Voyager 1 is currently exploring interstellar space at a distance of 15.5 billion miles (24.9 billion kilometers) from Earth. Communicating with the most distant human-made object can be challenging, but not for a telescope that is designed to listen to low frequencies emanating from space.
A team of amateur astronomers used the Dwingeloo radio telescope in the Netherlands to receive signals from Voyager 1 after a communication failure forced the spacecraft to rely on a backup transmitter. Dwingeloo, built in the 1950s, belongs to an elite group of telescopes capable of detecting Voyager’s weak radio signals from deep space, which is crucial when NASA’s antennas are unable to communicate with the spacecraft.
In late October, Voyager 1 suddenly turned off one of its radio transmitters, forcing the mission team to rely on a backup device, a weaker transmitter that had not been used since 1981. Voyager’s second radio transmitter, operating in the S-band, transmits a much weaker signal than the X-band transmitter. The NASA team was not sure that the S-band signal could be detected because the spacecraft is much further away today than it was 43 years ago. NASA uses the Deep Space Network to communicate with its spacecraft, but the global array of giant radio antennas is optimized for higher-frequency signals.
The Dwingeloo telescope, on the other hand, is designed to observe at lower frequencies than the 8.4 gigahertz telemetry transmitted by Voyager 1, according to the K.A. Muller Radio Astronomy Station. Normally, Dwingeloo would not have been able to detect the signals transmitted by Voyager 1 because the dish’s grid has less reflectivity at higher frequencies. However, when Voyager 1 switched to a lower frequency, its messages fell into the Dwingeloo’s frequency range. Thus, astronomers took advantage of the spacecraft’s communication failure to listen to its faint signals for NASA.
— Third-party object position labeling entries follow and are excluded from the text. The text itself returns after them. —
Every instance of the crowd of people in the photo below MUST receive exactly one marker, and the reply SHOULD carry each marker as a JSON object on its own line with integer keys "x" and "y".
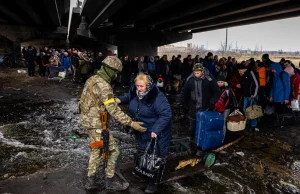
{"x": 262, "y": 82}
{"x": 76, "y": 64}
{"x": 201, "y": 83}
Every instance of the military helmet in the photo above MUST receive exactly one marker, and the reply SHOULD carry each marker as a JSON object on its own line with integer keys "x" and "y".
{"x": 198, "y": 67}
{"x": 113, "y": 62}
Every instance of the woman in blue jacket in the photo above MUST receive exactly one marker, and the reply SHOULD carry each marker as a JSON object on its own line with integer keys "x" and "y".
{"x": 150, "y": 106}
{"x": 280, "y": 91}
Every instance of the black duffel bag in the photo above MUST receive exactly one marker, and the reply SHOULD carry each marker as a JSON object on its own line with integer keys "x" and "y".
{"x": 148, "y": 165}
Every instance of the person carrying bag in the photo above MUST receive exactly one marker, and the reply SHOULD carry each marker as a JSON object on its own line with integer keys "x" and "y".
{"x": 148, "y": 164}
{"x": 253, "y": 111}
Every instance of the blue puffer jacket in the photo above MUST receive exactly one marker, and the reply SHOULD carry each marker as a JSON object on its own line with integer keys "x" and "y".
{"x": 155, "y": 112}
{"x": 66, "y": 62}
{"x": 280, "y": 90}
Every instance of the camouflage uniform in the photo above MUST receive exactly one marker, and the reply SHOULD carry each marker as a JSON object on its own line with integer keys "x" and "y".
{"x": 89, "y": 119}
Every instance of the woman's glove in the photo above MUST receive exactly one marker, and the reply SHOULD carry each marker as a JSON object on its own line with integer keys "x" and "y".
{"x": 137, "y": 126}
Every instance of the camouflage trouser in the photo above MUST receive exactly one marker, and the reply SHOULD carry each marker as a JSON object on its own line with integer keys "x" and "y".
{"x": 96, "y": 156}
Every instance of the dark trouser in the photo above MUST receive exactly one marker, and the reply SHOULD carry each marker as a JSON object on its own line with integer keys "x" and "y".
{"x": 31, "y": 69}
{"x": 42, "y": 70}
{"x": 279, "y": 107}
{"x": 262, "y": 96}
{"x": 192, "y": 128}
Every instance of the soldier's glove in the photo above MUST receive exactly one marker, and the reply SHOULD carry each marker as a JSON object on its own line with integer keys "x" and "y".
{"x": 137, "y": 126}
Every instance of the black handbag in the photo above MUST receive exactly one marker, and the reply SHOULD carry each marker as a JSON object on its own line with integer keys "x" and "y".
{"x": 148, "y": 165}
{"x": 288, "y": 118}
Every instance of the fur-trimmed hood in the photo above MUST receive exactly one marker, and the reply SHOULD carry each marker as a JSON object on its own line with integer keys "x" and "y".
{"x": 149, "y": 98}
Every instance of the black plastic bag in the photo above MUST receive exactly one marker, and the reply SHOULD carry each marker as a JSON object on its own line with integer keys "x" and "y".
{"x": 148, "y": 165}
The astronomers used orbital predictions of Voyager 1’s position in space to correct for the Doppler frequency shift caused by the Earth’s motion as well as the spacecraft’s motion in space. A faint signal was found on the air, and further analysis later confirmed that it corresponded to the position of Voyager 1.
Fortunately, NASA’s mission team turned Voyager 1’s X-band transmitter back on in November, and is now completing the few remaining tasks to return the spacecraft to normal. Fortunately, radio telescopes such as Dwingeloo can help fill in the gaps while NASA’s communications network has trouble accessing the spacecraft.
The iconic Voyager 1 has provided scientists with invaluable data about the solar system and beyond for decades. On its way to interstellar space, the probe had close encounters with Jupiter and Saturn and discovered two of Jupiter’s moons, Phebe and Metis, as well as five new moons and a new ring called the G-ring around Saturn.